I don’t blame you for being pissed.
“In spite of everything I still believe that people are really good at heart. I simply can’t build up my hopes on a foundation consisting of confusion, misery, and death. I see the world gradually being turned into a wilderness, I hear the ever approaching thunder, which will destroy us too, I can feel the sufferings of millions and yet, if I look up into the heavens, I think that it will all come right, that this cruelty too will end, and that peace and tranquility will return again.” Anne Frank I can’t say it any better than a 13 year old girl.
Wendy McElroy here. One of your biggest fans, Claire. I am enduring the same strange health as you are, but not with the same reactions. I’m not saying your reactions are right or wrong, but they are not mine. Each person finds his or her own reason to forge onward in life (or not)…and I don’t know how to describe mine without sounding as though I am preaching. So I will make a very brief statement. I am currently dipping back into Thoreau–hell, I’m plunging head first–because he was one of the voices who galvanized me in my youth. He still does. What/who made you feel most alive when you were 20? BTW, I am slowly returning to full health. Consider me to be a proof of principle, lady. I wish you nothing, nothing, nothing but the best.

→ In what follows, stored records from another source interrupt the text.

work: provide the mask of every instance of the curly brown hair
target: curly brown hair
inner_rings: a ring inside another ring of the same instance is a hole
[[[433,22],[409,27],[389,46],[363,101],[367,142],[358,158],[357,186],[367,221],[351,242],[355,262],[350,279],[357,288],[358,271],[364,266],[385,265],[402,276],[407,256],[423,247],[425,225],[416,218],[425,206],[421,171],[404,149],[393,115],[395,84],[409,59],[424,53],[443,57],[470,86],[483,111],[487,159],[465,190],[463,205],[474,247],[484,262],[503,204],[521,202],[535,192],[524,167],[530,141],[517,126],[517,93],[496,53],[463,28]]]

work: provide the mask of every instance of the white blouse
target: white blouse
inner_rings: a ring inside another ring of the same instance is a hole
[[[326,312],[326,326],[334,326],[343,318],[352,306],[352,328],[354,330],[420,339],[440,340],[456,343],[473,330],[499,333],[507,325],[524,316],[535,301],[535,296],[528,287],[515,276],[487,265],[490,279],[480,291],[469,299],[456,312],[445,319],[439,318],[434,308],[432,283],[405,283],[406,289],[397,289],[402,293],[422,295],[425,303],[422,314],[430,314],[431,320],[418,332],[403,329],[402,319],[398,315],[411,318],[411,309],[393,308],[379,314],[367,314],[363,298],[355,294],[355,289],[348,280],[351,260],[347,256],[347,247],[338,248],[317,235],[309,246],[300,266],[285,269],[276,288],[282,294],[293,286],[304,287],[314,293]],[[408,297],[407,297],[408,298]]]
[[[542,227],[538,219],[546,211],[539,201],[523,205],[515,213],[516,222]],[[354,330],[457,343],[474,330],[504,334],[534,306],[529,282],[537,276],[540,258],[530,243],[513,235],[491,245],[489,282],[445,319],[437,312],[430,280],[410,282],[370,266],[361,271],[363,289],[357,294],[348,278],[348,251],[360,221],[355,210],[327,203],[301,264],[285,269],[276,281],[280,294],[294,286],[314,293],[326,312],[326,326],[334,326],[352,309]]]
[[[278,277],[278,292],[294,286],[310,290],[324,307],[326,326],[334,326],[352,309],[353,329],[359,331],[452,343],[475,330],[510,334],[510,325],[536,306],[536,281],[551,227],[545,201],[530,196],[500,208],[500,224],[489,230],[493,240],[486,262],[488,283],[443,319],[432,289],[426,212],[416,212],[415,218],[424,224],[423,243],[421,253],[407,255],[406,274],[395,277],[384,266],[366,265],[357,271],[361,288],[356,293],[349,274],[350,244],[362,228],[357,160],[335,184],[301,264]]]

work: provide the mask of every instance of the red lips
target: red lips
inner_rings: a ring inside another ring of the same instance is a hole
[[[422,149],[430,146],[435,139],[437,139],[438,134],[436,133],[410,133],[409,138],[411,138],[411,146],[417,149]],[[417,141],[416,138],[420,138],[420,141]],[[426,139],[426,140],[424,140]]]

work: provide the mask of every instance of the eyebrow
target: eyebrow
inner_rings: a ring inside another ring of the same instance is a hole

If it was me, I would get checked for Lyme disease; you have the classic symptoms. Most doctors don’t fully understand what Lyme disease truly is and there are many tests that come back negative. So find yourself a doctor who specializes in Lyme. My son and his family have contracted Lyme, in some cases severely, and are now back on their feet; they live in Connecticut where it all started. Oregon has a healthy outbreak of Lyme spread by ticks, in fact, it’s spread throughout the U.S. In addition to antibiotic therapy start taking Ultimate Monolaurin, it does wonders. Good health provides for a good life!